After some digging, you discover:
Traffic to your cloud region is being routed through a completely different path across the Internet.
No code change caused it.
No infrastructure change caused it.
It was a BGP routing change somewhere on the Internet.
So what exactly is BGP?
BGP (Border Gateway Protocol) is the protocol that decides:
“Which path should data take across the Internet?”
The Internet is not one big network.
It is made of thousands of independent networks.
Each of these is called an Autonomous System (AS).

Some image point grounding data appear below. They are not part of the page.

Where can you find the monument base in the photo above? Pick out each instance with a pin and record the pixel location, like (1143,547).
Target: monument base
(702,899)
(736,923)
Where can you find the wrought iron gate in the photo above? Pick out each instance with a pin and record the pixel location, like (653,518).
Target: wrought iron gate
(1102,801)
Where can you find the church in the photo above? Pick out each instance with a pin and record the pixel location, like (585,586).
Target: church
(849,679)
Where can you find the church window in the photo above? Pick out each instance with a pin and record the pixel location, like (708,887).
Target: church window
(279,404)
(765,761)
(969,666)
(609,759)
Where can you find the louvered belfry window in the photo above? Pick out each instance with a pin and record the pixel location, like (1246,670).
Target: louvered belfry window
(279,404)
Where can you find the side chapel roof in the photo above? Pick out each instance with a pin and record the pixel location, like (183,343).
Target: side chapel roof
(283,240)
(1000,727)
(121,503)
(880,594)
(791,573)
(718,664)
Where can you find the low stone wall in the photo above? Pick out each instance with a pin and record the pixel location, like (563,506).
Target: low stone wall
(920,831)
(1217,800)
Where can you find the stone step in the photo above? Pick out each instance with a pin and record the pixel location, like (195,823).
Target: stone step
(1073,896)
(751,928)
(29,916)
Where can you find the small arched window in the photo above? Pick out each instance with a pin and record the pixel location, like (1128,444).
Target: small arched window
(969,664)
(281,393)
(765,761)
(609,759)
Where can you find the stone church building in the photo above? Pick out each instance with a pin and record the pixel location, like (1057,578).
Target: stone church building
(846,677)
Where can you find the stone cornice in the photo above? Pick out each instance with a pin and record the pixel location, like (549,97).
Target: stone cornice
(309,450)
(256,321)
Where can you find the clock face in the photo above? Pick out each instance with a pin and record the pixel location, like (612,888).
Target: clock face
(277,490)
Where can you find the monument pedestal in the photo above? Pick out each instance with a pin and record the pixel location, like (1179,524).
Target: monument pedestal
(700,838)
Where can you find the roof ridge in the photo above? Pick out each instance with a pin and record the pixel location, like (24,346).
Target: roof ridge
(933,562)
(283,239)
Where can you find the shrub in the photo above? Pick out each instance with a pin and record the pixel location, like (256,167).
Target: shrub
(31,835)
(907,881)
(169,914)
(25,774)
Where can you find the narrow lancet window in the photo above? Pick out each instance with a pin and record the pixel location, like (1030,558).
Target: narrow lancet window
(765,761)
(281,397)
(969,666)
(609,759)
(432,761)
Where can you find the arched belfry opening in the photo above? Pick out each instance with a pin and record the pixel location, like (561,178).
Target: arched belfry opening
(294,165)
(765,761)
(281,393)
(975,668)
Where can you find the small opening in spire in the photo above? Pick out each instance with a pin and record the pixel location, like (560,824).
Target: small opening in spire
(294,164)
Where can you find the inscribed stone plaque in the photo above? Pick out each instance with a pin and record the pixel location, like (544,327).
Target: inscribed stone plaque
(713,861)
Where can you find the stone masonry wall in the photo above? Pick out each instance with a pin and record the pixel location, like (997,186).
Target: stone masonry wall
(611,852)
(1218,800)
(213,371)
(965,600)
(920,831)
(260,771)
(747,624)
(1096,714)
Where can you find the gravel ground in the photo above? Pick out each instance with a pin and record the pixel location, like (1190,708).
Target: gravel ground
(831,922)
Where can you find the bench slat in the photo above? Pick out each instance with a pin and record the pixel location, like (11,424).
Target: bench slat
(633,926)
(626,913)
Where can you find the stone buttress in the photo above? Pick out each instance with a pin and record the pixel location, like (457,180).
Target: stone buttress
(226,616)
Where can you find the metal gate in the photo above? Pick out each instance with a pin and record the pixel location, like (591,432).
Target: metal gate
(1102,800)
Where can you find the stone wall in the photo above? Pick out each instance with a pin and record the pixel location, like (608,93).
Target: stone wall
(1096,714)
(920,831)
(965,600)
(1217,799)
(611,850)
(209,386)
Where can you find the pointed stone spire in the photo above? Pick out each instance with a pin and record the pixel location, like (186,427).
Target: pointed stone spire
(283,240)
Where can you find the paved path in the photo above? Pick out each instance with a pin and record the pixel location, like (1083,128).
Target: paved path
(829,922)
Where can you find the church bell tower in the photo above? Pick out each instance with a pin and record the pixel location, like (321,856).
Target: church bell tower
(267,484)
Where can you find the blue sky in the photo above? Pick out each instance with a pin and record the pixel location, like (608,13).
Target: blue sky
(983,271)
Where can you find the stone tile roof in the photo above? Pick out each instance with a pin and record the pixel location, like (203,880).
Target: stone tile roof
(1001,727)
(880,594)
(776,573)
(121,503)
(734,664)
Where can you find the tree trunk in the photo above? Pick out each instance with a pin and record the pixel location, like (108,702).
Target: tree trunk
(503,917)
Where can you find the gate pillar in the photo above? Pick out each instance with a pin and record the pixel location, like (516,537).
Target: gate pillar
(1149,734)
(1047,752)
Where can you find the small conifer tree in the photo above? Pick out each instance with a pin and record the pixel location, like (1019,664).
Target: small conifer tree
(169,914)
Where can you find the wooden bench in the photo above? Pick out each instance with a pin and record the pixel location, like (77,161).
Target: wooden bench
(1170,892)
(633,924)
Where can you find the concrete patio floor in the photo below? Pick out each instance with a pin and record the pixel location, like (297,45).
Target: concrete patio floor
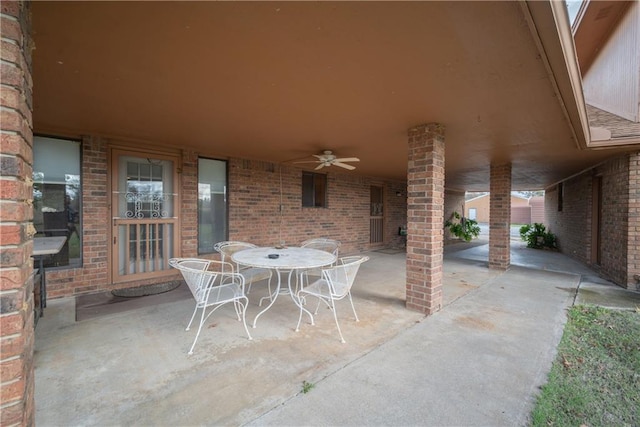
(131,367)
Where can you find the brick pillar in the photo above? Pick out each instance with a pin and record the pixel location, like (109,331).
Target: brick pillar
(500,217)
(16,227)
(425,218)
(633,227)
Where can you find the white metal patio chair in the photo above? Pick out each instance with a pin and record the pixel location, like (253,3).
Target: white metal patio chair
(213,285)
(250,274)
(334,285)
(323,244)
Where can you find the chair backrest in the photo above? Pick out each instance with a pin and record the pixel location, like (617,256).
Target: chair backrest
(323,244)
(341,277)
(229,247)
(191,269)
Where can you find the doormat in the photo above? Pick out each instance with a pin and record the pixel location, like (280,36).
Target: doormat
(143,291)
(391,251)
(105,303)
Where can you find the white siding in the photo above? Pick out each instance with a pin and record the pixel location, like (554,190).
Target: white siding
(612,82)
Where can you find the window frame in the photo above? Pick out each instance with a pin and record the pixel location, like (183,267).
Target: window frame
(315,190)
(226,193)
(77,210)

The Internet as a group of networks
+----------------+
| Cloudflare |
| AS13335 |
+--------+-------+
|
|
+-----------+ +----+----+ +-----------+
| ISP A +---+ BGP +---+ ISP B |
| AS64501 | | Peering | | AS64502 |
+-----+-----+ +----+----+ +-----+-----+
| | |
| | |
+-----+-----+ +----+----+ +-----+-----+
| Company | | Google | | AWS |
| AS65010 | | AS15169 | | AS16509 |
+-----------+ +----------+ +-----------+
Each box is:
- An independent network
- With its own policies
- Its own infrastructure
- Its own business decisions
BGP is what connects them all.
How traffic moves across multiple networks
When a user opens your website, the packet may travel like this:
User | | 1. Request v+---------+| Home ISP| AS64512+----+----+ | | BGP path decision v+----+----+| Transit | AS3356| Provider|+----+----+ | v+----+----+| AWS | AS16509| Region |+----+----+ | v Your Server
Every hop between these networks is decided by BGP.
How networks announce routes
Each Autonomous System tells others what it can reach
AS100
(Cloud Provider)
10.0.0.0/8
|
| "I can reach 10.0.0.0/8"
v
AS200
(Transit)
|
| "To reach 10.0.0.0/8,
| go through AS100"
v
AS300
(ISP)
So when a user in AS300 needs to reach 10.1.2.3:
- It sends traffic to AS200
- AS200 sends it to AS100
- AS100 delivers it
When the path is not what you expect
You may expect traffic to follow the shortest geographic path:
Vietnam → Singapore → AWS Singapore
Vietnam → Hong Kong → Japan → Singapore → AWS
Expected path:[User VN] ---> [Singapore ISP] ---> [AWS Singapore]Actual BGP path:[User VN] | v[ISP VN] | v[Transit HK] | v[Transit JP] | v[AWS Singapore]
Why?
Because:
- Transit HK is cheaper
- Or there is a policy preference
- Or a route change happened
BGP cares about policy, not geography.
BGP in a hybrid cloud setup
This is a common DevOps scenario.
On-prem Data Center
AS65010
+-------------+
| Core Router |
+------+------+
|
| BGP session
|
+------+------+
| Cloud Edge |
| AS16509 |
+------+------+
|
v
+-------------+
| VPC / VNet |
| Application |
+-------------+
When the BGP session is up:
- Routes are exchanged
- On-prem can reach cloud subnets
- Cloud can reach on-prem networks
If BGP goes down:
- Routes disappear
- Connectivity breaks
- Your app may suddenly lose database access
What a BGP problem looks like
Normal routing
User | vISP A | vTransit | vYour Cloud
After a route leak or misconfiguration
User | vISP A | vWrong Network | vBlack hole (traffic dropped)
From your monitoring, this appears as:
- Sudden regional outage
- Increased latency
- Timeouts from specific countries
Even though:
- Your servers are healthy
- Your deployments are fine
Key takeaway diagram
This is the simplest mental model of BGP:
Your App (Cloud) | v Cloud Network (AS1) | v Transit Network (AS2) | v ISP (AS3) | v User
BGP decides:
- Which AS to use
- In which order
- Based on policies and agreements
Practical takeaway for DevOps engineers
You don’t need to configure BGP daily.
But you should understand this chain:
User → ISP → Transit → Cloud → Your App
Because problems can happen at any link in that chain.
And often:
If the app is healthy but unreachable, BGP is part of the story.